New Starts are a spikey, fresh sounding band recalling the poppier ends of new wave and angular guitar rock. Their influences include The Cars, Breeders, Bay City Rollers, The Velvet Underground and ZZ Top.

Lead singer Darren Hayman has his own long career running from the late 90s with John Peel faves Hefner to his more recent thematic and historical albums dealing with the English Civil War, William Morris and forgotten rural idylls. 

I wanted a band again,” says Hayman, “and not a band that just backed me up and played my old songs. When we form our first bands in our teens we just find some friends and work through the musical differences. I usually look for players who play in a way I’m used to. This time I looked for variance and was led by people’s personality.”

Guitarist Joely Smith [of South London’s noise-pop adults and recently DIY-punks Fresh] was recommended by a mutual friend who said, ‘She makes everything better’. Hayman and Smith shared a coffee and agreed on the correct number of guitar pedals and decided to proceed without an audition.

There is a tendency for me to make my chords too pretty. Joely cuts against that and plays in the opposite direction.” Hayman is a fan of rules and constraints and employed a new, oblique strategy on this record. “Even though I wrote all the songs, I wanted the songs to belong to everyone during arrangement. I decided that I would say ‘yes’ to every suggestion from the band, regardless of my instinct.”
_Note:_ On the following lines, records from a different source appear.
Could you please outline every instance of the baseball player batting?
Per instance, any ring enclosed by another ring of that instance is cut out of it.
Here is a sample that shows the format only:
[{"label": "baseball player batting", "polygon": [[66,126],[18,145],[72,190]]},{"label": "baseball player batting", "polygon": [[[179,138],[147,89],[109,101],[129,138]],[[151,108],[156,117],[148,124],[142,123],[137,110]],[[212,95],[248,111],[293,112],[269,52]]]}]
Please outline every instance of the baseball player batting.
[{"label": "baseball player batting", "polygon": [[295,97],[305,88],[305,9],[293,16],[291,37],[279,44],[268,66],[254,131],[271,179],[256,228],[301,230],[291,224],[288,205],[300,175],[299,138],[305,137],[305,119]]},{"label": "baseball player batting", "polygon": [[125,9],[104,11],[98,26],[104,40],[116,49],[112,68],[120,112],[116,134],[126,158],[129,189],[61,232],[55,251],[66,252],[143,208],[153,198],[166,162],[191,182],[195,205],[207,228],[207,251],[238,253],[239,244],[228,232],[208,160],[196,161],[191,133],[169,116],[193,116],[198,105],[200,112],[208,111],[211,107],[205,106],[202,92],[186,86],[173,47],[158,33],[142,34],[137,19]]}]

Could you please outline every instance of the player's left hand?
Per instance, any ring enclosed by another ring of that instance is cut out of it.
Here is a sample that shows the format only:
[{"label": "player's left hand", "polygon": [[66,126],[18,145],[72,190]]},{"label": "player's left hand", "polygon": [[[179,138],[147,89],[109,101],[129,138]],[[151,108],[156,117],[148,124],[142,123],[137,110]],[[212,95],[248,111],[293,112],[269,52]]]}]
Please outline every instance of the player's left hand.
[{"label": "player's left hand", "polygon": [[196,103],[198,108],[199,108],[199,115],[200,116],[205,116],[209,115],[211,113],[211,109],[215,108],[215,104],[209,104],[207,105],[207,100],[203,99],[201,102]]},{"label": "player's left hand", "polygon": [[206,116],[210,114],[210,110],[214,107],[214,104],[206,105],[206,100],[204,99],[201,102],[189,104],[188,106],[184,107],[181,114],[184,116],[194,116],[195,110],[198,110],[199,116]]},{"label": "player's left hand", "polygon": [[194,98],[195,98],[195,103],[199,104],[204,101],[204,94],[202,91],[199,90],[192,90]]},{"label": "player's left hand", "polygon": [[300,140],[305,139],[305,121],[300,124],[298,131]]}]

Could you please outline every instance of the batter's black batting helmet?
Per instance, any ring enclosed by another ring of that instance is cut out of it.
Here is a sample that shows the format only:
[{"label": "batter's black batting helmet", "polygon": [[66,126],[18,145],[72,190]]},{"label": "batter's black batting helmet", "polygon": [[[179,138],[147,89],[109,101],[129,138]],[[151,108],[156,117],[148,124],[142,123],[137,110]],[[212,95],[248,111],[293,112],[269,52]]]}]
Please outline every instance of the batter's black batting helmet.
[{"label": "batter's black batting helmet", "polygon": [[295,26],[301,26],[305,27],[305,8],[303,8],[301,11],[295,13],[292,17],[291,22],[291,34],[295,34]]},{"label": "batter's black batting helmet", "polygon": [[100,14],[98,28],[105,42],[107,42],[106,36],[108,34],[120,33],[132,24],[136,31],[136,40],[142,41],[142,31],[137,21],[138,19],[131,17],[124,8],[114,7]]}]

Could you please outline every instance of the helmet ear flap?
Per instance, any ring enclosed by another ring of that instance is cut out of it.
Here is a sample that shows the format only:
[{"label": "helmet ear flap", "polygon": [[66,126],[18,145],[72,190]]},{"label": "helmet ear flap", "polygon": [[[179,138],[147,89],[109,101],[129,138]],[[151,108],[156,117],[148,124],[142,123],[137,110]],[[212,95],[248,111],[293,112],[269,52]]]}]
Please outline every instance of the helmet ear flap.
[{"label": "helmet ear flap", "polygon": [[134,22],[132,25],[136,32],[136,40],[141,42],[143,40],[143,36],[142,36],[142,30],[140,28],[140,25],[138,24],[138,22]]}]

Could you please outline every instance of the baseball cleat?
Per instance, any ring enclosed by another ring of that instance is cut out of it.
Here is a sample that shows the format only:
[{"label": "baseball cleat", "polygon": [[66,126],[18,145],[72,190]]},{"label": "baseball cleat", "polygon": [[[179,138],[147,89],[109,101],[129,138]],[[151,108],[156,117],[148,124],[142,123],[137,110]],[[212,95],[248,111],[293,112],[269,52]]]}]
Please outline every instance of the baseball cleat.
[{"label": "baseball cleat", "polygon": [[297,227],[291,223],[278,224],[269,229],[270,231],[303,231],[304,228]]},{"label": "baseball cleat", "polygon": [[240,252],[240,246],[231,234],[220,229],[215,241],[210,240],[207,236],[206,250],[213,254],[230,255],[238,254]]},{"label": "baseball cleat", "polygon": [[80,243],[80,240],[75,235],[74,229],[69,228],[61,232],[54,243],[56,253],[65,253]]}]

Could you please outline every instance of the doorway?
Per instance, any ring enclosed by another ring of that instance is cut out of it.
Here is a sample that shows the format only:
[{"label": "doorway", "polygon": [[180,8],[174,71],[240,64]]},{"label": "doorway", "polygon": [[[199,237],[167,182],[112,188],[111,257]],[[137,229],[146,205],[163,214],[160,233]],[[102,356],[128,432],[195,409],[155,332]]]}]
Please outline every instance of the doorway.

This made the songs warp and bend into new shapes and ensured that the record was the product of four individuals. Bassist Giles Barrett and drummer Will Connor come from funky afro beat influenced band Tigercats. “Pretty much the only rhythm I use, left to my own devices, is the ‘road runner’ rhythm. Will takes to care to find where the drum beat can be and we always end up somewhere I didn’t expect.”